Laundry is piling up downstairs and it's about time I get to it. It's just been so busy around here lately. Cries of "Where's my green shirt?", "Can you iron my pants?", and "Have you seen my blue hoodie?" abound. But you won't hear me telling hubby to get down there and throw a load in. At my house that is my job.
But you will hear me tell him to take out the garbage, mow the lawn, shovel the walk, paint the fence, clean the garage, trim the trees and blow out the underground sprinklers in the fall. You will never catch me outside climbing a ladder, or on the roof fixing it or changing the roof tiles. Anything "fix it" falls into his capable hands. Including anything electronic or techy.

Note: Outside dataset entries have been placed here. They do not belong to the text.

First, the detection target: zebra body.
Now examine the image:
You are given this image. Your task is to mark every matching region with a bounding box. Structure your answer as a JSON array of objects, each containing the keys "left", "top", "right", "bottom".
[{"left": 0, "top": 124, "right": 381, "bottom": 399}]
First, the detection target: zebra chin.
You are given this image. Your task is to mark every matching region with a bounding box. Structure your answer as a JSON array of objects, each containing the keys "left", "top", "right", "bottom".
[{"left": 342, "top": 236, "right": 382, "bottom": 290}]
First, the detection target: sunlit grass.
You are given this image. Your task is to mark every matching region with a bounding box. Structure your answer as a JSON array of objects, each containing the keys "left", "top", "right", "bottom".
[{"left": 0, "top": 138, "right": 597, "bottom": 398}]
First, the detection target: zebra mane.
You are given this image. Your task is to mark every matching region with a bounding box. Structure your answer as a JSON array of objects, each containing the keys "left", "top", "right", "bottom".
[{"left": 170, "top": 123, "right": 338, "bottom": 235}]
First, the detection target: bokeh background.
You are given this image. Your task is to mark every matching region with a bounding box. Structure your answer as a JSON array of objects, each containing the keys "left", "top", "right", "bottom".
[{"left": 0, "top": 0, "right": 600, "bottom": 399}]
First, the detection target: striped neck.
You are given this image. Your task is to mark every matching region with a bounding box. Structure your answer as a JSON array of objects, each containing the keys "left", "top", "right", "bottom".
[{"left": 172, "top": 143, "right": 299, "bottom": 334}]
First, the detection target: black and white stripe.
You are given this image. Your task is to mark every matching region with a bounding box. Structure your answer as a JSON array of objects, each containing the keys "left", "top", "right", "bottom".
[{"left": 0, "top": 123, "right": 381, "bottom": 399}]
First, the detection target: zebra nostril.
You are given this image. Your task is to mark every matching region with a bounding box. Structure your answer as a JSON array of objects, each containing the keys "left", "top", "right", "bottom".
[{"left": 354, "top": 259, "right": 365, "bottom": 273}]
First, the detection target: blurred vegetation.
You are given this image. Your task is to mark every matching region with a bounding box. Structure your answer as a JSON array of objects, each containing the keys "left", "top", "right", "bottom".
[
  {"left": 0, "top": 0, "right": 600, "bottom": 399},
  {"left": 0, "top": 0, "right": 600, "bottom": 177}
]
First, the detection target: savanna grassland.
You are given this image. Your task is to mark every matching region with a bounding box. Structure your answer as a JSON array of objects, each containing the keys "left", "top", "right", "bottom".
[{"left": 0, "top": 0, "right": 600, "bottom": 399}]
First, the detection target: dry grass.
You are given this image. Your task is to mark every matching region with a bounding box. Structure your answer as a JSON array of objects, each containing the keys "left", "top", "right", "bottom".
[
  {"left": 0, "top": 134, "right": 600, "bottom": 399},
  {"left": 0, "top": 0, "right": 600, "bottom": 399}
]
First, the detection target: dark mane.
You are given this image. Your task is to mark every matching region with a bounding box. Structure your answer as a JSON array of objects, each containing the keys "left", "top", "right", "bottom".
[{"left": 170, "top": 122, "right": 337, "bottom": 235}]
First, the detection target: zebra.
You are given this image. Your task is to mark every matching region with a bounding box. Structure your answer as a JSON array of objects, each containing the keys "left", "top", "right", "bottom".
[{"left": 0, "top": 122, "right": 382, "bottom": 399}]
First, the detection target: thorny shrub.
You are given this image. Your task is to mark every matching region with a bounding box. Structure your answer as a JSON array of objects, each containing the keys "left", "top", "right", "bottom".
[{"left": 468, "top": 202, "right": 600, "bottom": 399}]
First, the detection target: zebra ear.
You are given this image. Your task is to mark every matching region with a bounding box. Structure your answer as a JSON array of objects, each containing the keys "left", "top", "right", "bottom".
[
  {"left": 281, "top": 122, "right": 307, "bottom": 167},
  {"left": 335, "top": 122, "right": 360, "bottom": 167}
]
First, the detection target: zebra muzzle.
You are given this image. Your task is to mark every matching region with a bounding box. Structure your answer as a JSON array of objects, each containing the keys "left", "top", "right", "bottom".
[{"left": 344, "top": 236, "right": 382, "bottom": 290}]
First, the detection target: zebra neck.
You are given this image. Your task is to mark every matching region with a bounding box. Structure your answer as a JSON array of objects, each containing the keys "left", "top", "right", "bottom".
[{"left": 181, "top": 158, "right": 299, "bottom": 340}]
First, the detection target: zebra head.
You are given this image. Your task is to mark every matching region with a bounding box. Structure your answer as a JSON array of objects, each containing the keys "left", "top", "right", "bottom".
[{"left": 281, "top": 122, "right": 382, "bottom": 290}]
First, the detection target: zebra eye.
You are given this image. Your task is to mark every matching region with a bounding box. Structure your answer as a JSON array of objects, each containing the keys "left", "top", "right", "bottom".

But it seems laundry is mine, cooking is mine, ironing is mine, for the most part vacuuming and dusting is mine also. How did these definite divisions occur. As I sat thinking on it, it seems, that even though both of us work full time, the chores definitely seem to fall into a "old fashioned" kind of division with "guy" chores and "wifely" chores. I've always marveled at friends and aquaintances who in passing conversation might mention that the male counterpart of their household ironed his own shirts or was hurrying home to cook dinner or had to throw a load of laundry in before they left the house. How did that happen in that household? How did they get their hubbies doing those chores?
I had a fleeting emotion of being jealous that their hubbies would do this but then in quick reality and amazing revelation, I thought that if I started
After some thought, my comfort zone side won out. I am comfortable cooking. I love it. Did I want to give it up to push a heavy lawn mower in the heat, sweating up a storm. I don't mind doing laundry. In fact, I don't think it's as much of a chore as some of my dear friends do. I almost really like the mindlessness of it. It lets my thoughts wander. I am comfortable with it. Do I want to trade it to start climbing ladders to clean out gutters or paint the side of the house? I think not. I am comfortable with a vacuum in my hand as compared to a wrench or hammer in my hand. I have "my" chores down pat, so that I can do them lickety split. Do I really want to shake up the status quo or rock the boat? Nah, I'm thinking. So I think I will stay with my "Leave it to Beaver" divisions of household work load. But I didn't fight my dear hubby when he volunteered to clean the stainless pots and pans each night. I may be practical and all about comfort zones but I am not crazy!
Which begs the question: Is there a definite expection of division of household chores in your home? Or is it all mixed together and everybody participates in doing everything?